Walt Disney has held preliminary talks with potential buyers for its Indian streaming and television business with companies including Reliance, Business-Standard reports. Disney has discussed a range of options with would-be suitors, including a deal for the entire Disney Star business, to a piecemeal transaction that may include some combination of its assets including sports rights and regional streaming service Disney+ Hotstar. Disney has been reportedly weighing strategic options for the business including an outright sale or setting up a joint venture since July this year.
The discussions are ongoing, and may not lead to any deal, the reports said. Disney could also decide to hold onto the assets for longer. A representative for Disney declined to comment.
The news of a stake sale by Disney comes after Reliance had appeared to deal several blows to Disney’s streaming service Disney+Hotstar over the last few quarters. Last year, Reliance had removed Hotstar from Jio’s telecom plans, which caused Hostar to lose millions of subscribers. Reliance had followed this up by outbidding Hotstar for the IPL rights, and wrested away Hotstar’s prized possession. But Reliance hadn’t stopped there — it had then taken away Hotstar’s HBO portfolio comprising of hit shows including Succession, Game of Thrones and Curb your enthusiasm, and even its F1 streaming rights.
And the impact had immediately shown on Hotstar’s subscriber base. At the end of December 2022, Hotstar had 5.75 crore subscribers, but had lost 46 lakh subscribers to end up with 5.29 crore subscribers in April 2023. The decline has then precipitated, and Hotstar was just left with 4.04 crore subscribers in July. Hotstar had 5.84 crore subscribers in July 2022, so it had lost 30% of its user-base over the last year.
Amidst all this, its global parent — Disney — is struggling. Its stock is currently at the same level it was 9 years ago. Its net profit margin has fallen from around 20% from a decade ago to just 2.5% in the latest quarter.
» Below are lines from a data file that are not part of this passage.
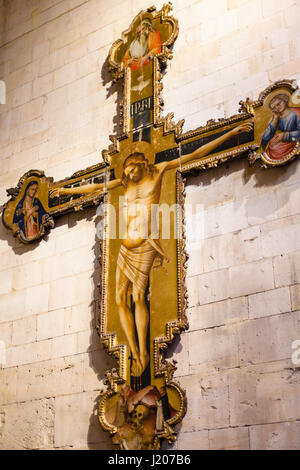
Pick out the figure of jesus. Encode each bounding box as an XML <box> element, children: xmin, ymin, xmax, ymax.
<box><xmin>51</xmin><ymin>122</ymin><xmax>252</xmax><ymax>376</ymax></box>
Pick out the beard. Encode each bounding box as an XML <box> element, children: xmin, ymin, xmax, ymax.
<box><xmin>138</xmin><ymin>32</ymin><xmax>148</xmax><ymax>47</ymax></box>
<box><xmin>130</xmin><ymin>31</ymin><xmax>149</xmax><ymax>58</ymax></box>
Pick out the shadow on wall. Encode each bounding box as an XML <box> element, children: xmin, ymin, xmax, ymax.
<box><xmin>185</xmin><ymin>155</ymin><xmax>300</xmax><ymax>220</ymax></box>
<box><xmin>101</xmin><ymin>55</ymin><xmax>124</xmax><ymax>137</ymax></box>
<box><xmin>86</xmin><ymin>209</ymin><xmax>117</xmax><ymax>450</ymax></box>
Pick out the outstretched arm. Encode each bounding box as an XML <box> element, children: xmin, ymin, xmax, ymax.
<box><xmin>50</xmin><ymin>178</ymin><xmax>121</xmax><ymax>198</ymax></box>
<box><xmin>160</xmin><ymin>122</ymin><xmax>253</xmax><ymax>172</ymax></box>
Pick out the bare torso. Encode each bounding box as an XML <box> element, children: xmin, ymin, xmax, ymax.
<box><xmin>121</xmin><ymin>168</ymin><xmax>164</xmax><ymax>249</ymax></box>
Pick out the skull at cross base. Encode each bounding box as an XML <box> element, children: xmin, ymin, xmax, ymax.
<box><xmin>130</xmin><ymin>404</ymin><xmax>150</xmax><ymax>428</ymax></box>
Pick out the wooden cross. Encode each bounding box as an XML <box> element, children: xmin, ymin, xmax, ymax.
<box><xmin>2</xmin><ymin>4</ymin><xmax>299</xmax><ymax>450</ymax></box>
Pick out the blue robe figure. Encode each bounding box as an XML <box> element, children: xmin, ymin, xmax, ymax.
<box><xmin>13</xmin><ymin>181</ymin><xmax>48</xmax><ymax>240</ymax></box>
<box><xmin>261</xmin><ymin>93</ymin><xmax>300</xmax><ymax>160</ymax></box>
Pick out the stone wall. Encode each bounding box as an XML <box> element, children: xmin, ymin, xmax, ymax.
<box><xmin>0</xmin><ymin>0</ymin><xmax>299</xmax><ymax>450</ymax></box>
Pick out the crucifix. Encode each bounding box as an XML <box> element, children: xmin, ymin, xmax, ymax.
<box><xmin>2</xmin><ymin>4</ymin><xmax>299</xmax><ymax>450</ymax></box>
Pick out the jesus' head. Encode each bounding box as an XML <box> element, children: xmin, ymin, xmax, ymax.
<box><xmin>122</xmin><ymin>152</ymin><xmax>154</xmax><ymax>186</ymax></box>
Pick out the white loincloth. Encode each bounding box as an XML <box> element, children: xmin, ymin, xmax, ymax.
<box><xmin>117</xmin><ymin>240</ymin><xmax>158</xmax><ymax>295</ymax></box>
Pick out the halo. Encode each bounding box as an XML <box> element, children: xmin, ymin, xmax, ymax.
<box><xmin>114</xmin><ymin>141</ymin><xmax>155</xmax><ymax>180</ymax></box>
<box><xmin>266</xmin><ymin>90</ymin><xmax>291</xmax><ymax>108</ymax></box>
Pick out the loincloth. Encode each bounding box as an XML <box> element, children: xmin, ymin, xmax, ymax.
<box><xmin>117</xmin><ymin>240</ymin><xmax>159</xmax><ymax>294</ymax></box>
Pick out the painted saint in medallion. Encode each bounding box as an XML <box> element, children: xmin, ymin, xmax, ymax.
<box><xmin>261</xmin><ymin>93</ymin><xmax>300</xmax><ymax>161</ymax></box>
<box><xmin>13</xmin><ymin>181</ymin><xmax>49</xmax><ymax>241</ymax></box>
<box><xmin>122</xmin><ymin>19</ymin><xmax>162</xmax><ymax>71</ymax></box>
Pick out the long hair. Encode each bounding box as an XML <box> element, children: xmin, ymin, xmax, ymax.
<box><xmin>121</xmin><ymin>152</ymin><xmax>155</xmax><ymax>188</ymax></box>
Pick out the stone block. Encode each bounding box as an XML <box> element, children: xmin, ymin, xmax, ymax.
<box><xmin>0</xmin><ymin>398</ymin><xmax>54</xmax><ymax>450</ymax></box>
<box><xmin>0</xmin><ymin>367</ymin><xmax>17</xmax><ymax>405</ymax></box>
<box><xmin>10</xmin><ymin>82</ymin><xmax>32</xmax><ymax>108</ymax></box>
<box><xmin>64</xmin><ymin>303</ymin><xmax>91</xmax><ymax>335</ymax></box>
<box><xmin>229</xmin><ymin>258</ymin><xmax>274</xmax><ymax>298</ymax></box>
<box><xmin>250</xmin><ymin>421</ymin><xmax>300</xmax><ymax>450</ymax></box>
<box><xmin>87</xmin><ymin>24</ymin><xmax>114</xmax><ymax>52</ymax></box>
<box><xmin>8</xmin><ymin>146</ymin><xmax>39</xmax><ymax>172</ymax></box>
<box><xmin>187</xmin><ymin>296</ymin><xmax>248</xmax><ymax>331</ymax></box>
<box><xmin>21</xmin><ymin>97</ymin><xmax>45</xmax><ymax>122</ymax></box>
<box><xmin>54</xmin><ymin>61</ymin><xmax>77</xmax><ymax>88</ymax></box>
<box><xmin>5</xmin><ymin>339</ymin><xmax>52</xmax><ymax>367</ymax></box>
<box><xmin>276</xmin><ymin>183</ymin><xmax>300</xmax><ymax>219</ymax></box>
<box><xmin>284</xmin><ymin>3</ymin><xmax>300</xmax><ymax>27</ymax></box>
<box><xmin>263</xmin><ymin>44</ymin><xmax>290</xmax><ymax>70</ymax></box>
<box><xmin>54</xmin><ymin>226</ymin><xmax>95</xmax><ymax>254</ymax></box>
<box><xmin>39</xmin><ymin>0</ymin><xmax>70</xmax><ymax>26</ymax></box>
<box><xmin>33</xmin><ymin>41</ymin><xmax>50</xmax><ymax>61</ymax></box>
<box><xmin>209</xmin><ymin>426</ymin><xmax>250</xmax><ymax>450</ymax></box>
<box><xmin>5</xmin><ymin>61</ymin><xmax>37</xmax><ymax>93</ymax></box>
<box><xmin>179</xmin><ymin>372</ymin><xmax>230</xmax><ymax>432</ymax></box>
<box><xmin>273</xmin><ymin>252</ymin><xmax>300</xmax><ymax>288</ymax></box>
<box><xmin>16</xmin><ymin>355</ymin><xmax>85</xmax><ymax>402</ymax></box>
<box><xmin>52</xmin><ymin>333</ymin><xmax>78</xmax><ymax>359</ymax></box>
<box><xmin>189</xmin><ymin>323</ymin><xmax>239</xmax><ymax>372</ymax></box>
<box><xmin>12</xmin><ymin>261</ymin><xmax>42</xmax><ymax>290</ymax></box>
<box><xmin>37</xmin><ymin>309</ymin><xmax>65</xmax><ymax>341</ymax></box>
<box><xmin>290</xmin><ymin>284</ymin><xmax>300</xmax><ymax>311</ymax></box>
<box><xmin>25</xmin><ymin>283</ymin><xmax>49</xmax><ymax>316</ymax></box>
<box><xmin>248</xmin><ymin>287</ymin><xmax>291</xmax><ymax>319</ymax></box>
<box><xmin>261</xmin><ymin>216</ymin><xmax>300</xmax><ymax>258</ymax></box>
<box><xmin>204</xmin><ymin>200</ymin><xmax>248</xmax><ymax>238</ymax></box>
<box><xmin>186</xmin><ymin>275</ymin><xmax>200</xmax><ymax>308</ymax></box>
<box><xmin>20</xmin><ymin>128</ymin><xmax>50</xmax><ymax>151</ymax></box>
<box><xmin>42</xmin><ymin>246</ymin><xmax>95</xmax><ymax>283</ymax></box>
<box><xmin>77</xmin><ymin>328</ymin><xmax>100</xmax><ymax>354</ymax></box>
<box><xmin>48</xmin><ymin>272</ymin><xmax>93</xmax><ymax>311</ymax></box>
<box><xmin>12</xmin><ymin>315</ymin><xmax>36</xmax><ymax>346</ymax></box>
<box><xmin>75</xmin><ymin>50</ymin><xmax>99</xmax><ymax>79</ymax></box>
<box><xmin>0</xmin><ymin>290</ymin><xmax>27</xmax><ymax>323</ymax></box>
<box><xmin>186</xmin><ymin>246</ymin><xmax>204</xmax><ymax>277</ymax></box>
<box><xmin>197</xmin><ymin>268</ymin><xmax>230</xmax><ymax>305</ymax></box>
<box><xmin>216</xmin><ymin>10</ymin><xmax>237</xmax><ymax>37</ymax></box>
<box><xmin>202</xmin><ymin>226</ymin><xmax>262</xmax><ymax>273</ymax></box>
<box><xmin>262</xmin><ymin>0</ymin><xmax>295</xmax><ymax>19</ymax></box>
<box><xmin>0</xmin><ymin>268</ymin><xmax>12</xmax><ymax>295</ymax></box>
<box><xmin>9</xmin><ymin>43</ymin><xmax>32</xmax><ymax>72</ymax></box>
<box><xmin>238</xmin><ymin>312</ymin><xmax>299</xmax><ymax>365</ymax></box>
<box><xmin>32</xmin><ymin>72</ymin><xmax>54</xmax><ymax>98</ymax></box>
<box><xmin>177</xmin><ymin>430</ymin><xmax>209</xmax><ymax>450</ymax></box>
<box><xmin>229</xmin><ymin>366</ymin><xmax>300</xmax><ymax>427</ymax></box>
<box><xmin>38</xmin><ymin>46</ymin><xmax>68</xmax><ymax>77</ymax></box>
<box><xmin>246</xmin><ymin>192</ymin><xmax>277</xmax><ymax>225</ymax></box>
<box><xmin>0</xmin><ymin>322</ymin><xmax>12</xmax><ymax>348</ymax></box>
<box><xmin>236</xmin><ymin>0</ymin><xmax>262</xmax><ymax>28</ymax></box>
<box><xmin>54</xmin><ymin>391</ymin><xmax>107</xmax><ymax>448</ymax></box>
And its woke storylines have failed to resonate with people, resulting in some box office duds including Lightyear, Strange World and Elemental, which included characters with they/them pronouns and same-sex kissing scenes which shocked family audiences.
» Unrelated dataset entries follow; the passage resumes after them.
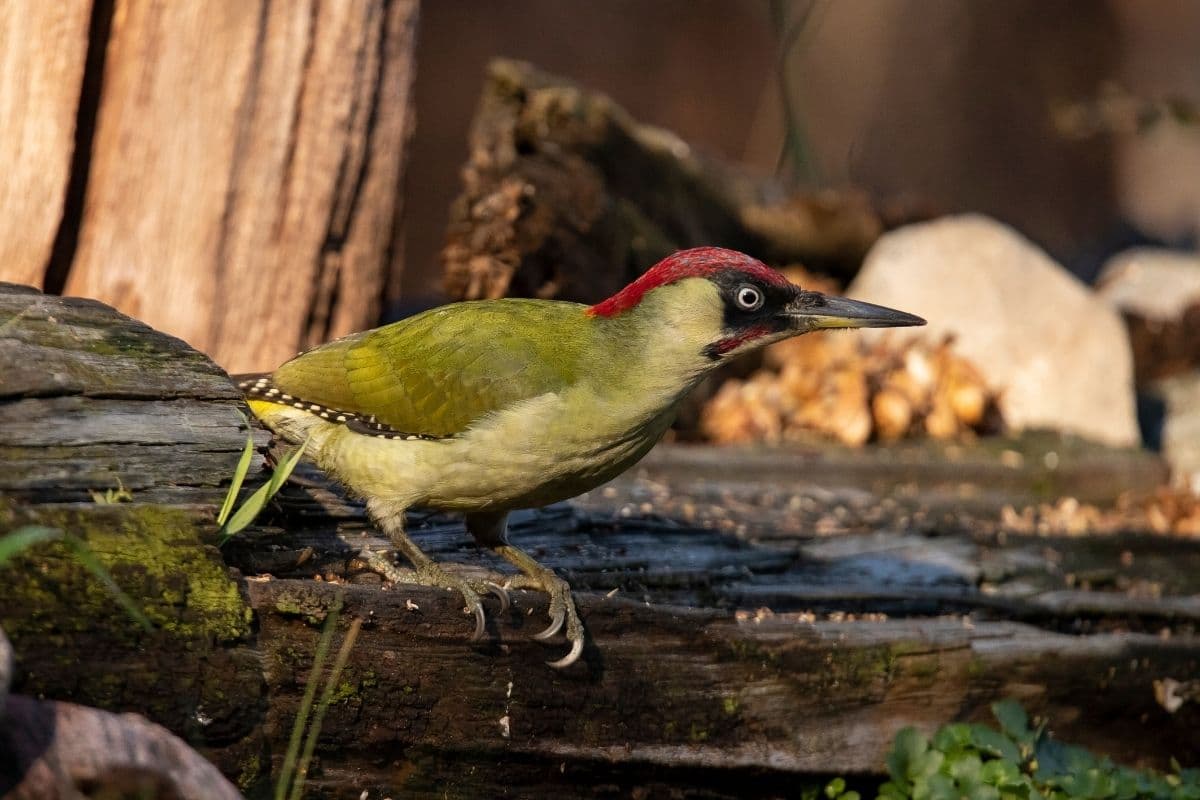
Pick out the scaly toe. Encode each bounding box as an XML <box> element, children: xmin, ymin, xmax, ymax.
<box><xmin>483</xmin><ymin>581</ymin><xmax>510</xmax><ymax>614</ymax></box>
<box><xmin>407</xmin><ymin>562</ymin><xmax>489</xmax><ymax>643</ymax></box>
<box><xmin>359</xmin><ymin>549</ymin><xmax>407</xmax><ymax>584</ymax></box>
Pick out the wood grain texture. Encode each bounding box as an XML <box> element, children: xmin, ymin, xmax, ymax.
<box><xmin>441</xmin><ymin>59</ymin><xmax>887</xmax><ymax>305</ymax></box>
<box><xmin>0</xmin><ymin>2</ymin><xmax>92</xmax><ymax>288</ymax></box>
<box><xmin>247</xmin><ymin>580</ymin><xmax>1200</xmax><ymax>798</ymax></box>
<box><xmin>0</xmin><ymin>282</ymin><xmax>258</xmax><ymax>504</ymax></box>
<box><xmin>64</xmin><ymin>0</ymin><xmax>419</xmax><ymax>373</ymax></box>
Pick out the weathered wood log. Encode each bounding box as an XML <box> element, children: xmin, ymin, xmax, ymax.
<box><xmin>0</xmin><ymin>282</ymin><xmax>266</xmax><ymax>791</ymax></box>
<box><xmin>0</xmin><ymin>0</ymin><xmax>419</xmax><ymax>373</ymax></box>
<box><xmin>0</xmin><ymin>693</ymin><xmax>242</xmax><ymax>800</ymax></box>
<box><xmin>2</xmin><ymin>283</ymin><xmax>1199</xmax><ymax>799</ymax></box>
<box><xmin>0</xmin><ymin>3</ymin><xmax>92</xmax><ymax>289</ymax></box>
<box><xmin>441</xmin><ymin>59</ymin><xmax>887</xmax><ymax>305</ymax></box>
<box><xmin>247</xmin><ymin>581</ymin><xmax>1200</xmax><ymax>798</ymax></box>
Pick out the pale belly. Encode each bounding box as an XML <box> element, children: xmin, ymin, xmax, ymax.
<box><xmin>251</xmin><ymin>390</ymin><xmax>676</xmax><ymax>513</ymax></box>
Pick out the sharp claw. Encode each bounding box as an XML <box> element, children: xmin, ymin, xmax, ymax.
<box><xmin>468</xmin><ymin>602</ymin><xmax>487</xmax><ymax>641</ymax></box>
<box><xmin>534</xmin><ymin>606</ymin><xmax>565</xmax><ymax>640</ymax></box>
<box><xmin>486</xmin><ymin>581</ymin><xmax>510</xmax><ymax>614</ymax></box>
<box><xmin>546</xmin><ymin>635</ymin><xmax>584</xmax><ymax>669</ymax></box>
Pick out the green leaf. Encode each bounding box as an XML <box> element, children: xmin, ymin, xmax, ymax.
<box><xmin>888</xmin><ymin>727</ymin><xmax>929</xmax><ymax>787</ymax></box>
<box><xmin>969</xmin><ymin>725</ymin><xmax>1021</xmax><ymax>764</ymax></box>
<box><xmin>265</xmin><ymin>435</ymin><xmax>310</xmax><ymax>497</ymax></box>
<box><xmin>827</xmin><ymin>778</ymin><xmax>847</xmax><ymax>798</ymax></box>
<box><xmin>217</xmin><ymin>427</ymin><xmax>256</xmax><ymax>526</ymax></box>
<box><xmin>949</xmin><ymin>754</ymin><xmax>984</xmax><ymax>786</ymax></box>
<box><xmin>0</xmin><ymin>526</ymin><xmax>62</xmax><ymax>565</ymax></box>
<box><xmin>916</xmin><ymin>773</ymin><xmax>957</xmax><ymax>800</ymax></box>
<box><xmin>933</xmin><ymin>723</ymin><xmax>973</xmax><ymax>754</ymax></box>
<box><xmin>992</xmin><ymin>699</ymin><xmax>1031</xmax><ymax>743</ymax></box>
<box><xmin>966</xmin><ymin>785</ymin><xmax>1001</xmax><ymax>800</ymax></box>
<box><xmin>219</xmin><ymin>433</ymin><xmax>311</xmax><ymax>545</ymax></box>
<box><xmin>981</xmin><ymin>758</ymin><xmax>1022</xmax><ymax>787</ymax></box>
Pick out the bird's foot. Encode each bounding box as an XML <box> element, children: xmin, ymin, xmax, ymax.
<box><xmin>359</xmin><ymin>550</ymin><xmax>506</xmax><ymax>641</ymax></box>
<box><xmin>504</xmin><ymin>568</ymin><xmax>584</xmax><ymax>669</ymax></box>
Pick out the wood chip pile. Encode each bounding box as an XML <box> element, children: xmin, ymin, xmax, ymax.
<box><xmin>701</xmin><ymin>269</ymin><xmax>1002</xmax><ymax>446</ymax></box>
<box><xmin>1002</xmin><ymin>489</ymin><xmax>1200</xmax><ymax>538</ymax></box>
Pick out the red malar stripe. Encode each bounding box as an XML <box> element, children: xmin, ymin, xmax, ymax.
<box><xmin>711</xmin><ymin>324</ymin><xmax>773</xmax><ymax>355</ymax></box>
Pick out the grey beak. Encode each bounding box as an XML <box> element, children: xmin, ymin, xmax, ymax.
<box><xmin>787</xmin><ymin>293</ymin><xmax>926</xmax><ymax>330</ymax></box>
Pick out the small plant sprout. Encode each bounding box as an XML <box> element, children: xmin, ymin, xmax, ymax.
<box><xmin>89</xmin><ymin>477</ymin><xmax>133</xmax><ymax>504</ymax></box>
<box><xmin>216</xmin><ymin>419</ymin><xmax>311</xmax><ymax>546</ymax></box>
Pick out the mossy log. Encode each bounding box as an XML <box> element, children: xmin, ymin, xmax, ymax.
<box><xmin>1</xmin><ymin>282</ymin><xmax>1198</xmax><ymax>799</ymax></box>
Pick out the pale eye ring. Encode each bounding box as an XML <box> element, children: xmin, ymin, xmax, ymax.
<box><xmin>734</xmin><ymin>284</ymin><xmax>764</xmax><ymax>311</ymax></box>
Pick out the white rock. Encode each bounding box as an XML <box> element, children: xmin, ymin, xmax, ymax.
<box><xmin>1153</xmin><ymin>372</ymin><xmax>1200</xmax><ymax>493</ymax></box>
<box><xmin>849</xmin><ymin>214</ymin><xmax>1138</xmax><ymax>447</ymax></box>
<box><xmin>1096</xmin><ymin>248</ymin><xmax>1200</xmax><ymax>322</ymax></box>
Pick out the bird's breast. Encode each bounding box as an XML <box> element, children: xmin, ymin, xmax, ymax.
<box><xmin>416</xmin><ymin>389</ymin><xmax>675</xmax><ymax>510</ymax></box>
Amidst all this, Reliance has been breathing down its neck in India, and has wrested away many of its Hotstar users, and could be on track to wrest away many more. As such, it’s not unlikely that the US-based parent will look to jettison its India subsidiary. And with Disney in talks with companies including Reliance for a sale, it appears that Mukesh Ambani’s moves over the last few months could have ended up hastening that decision.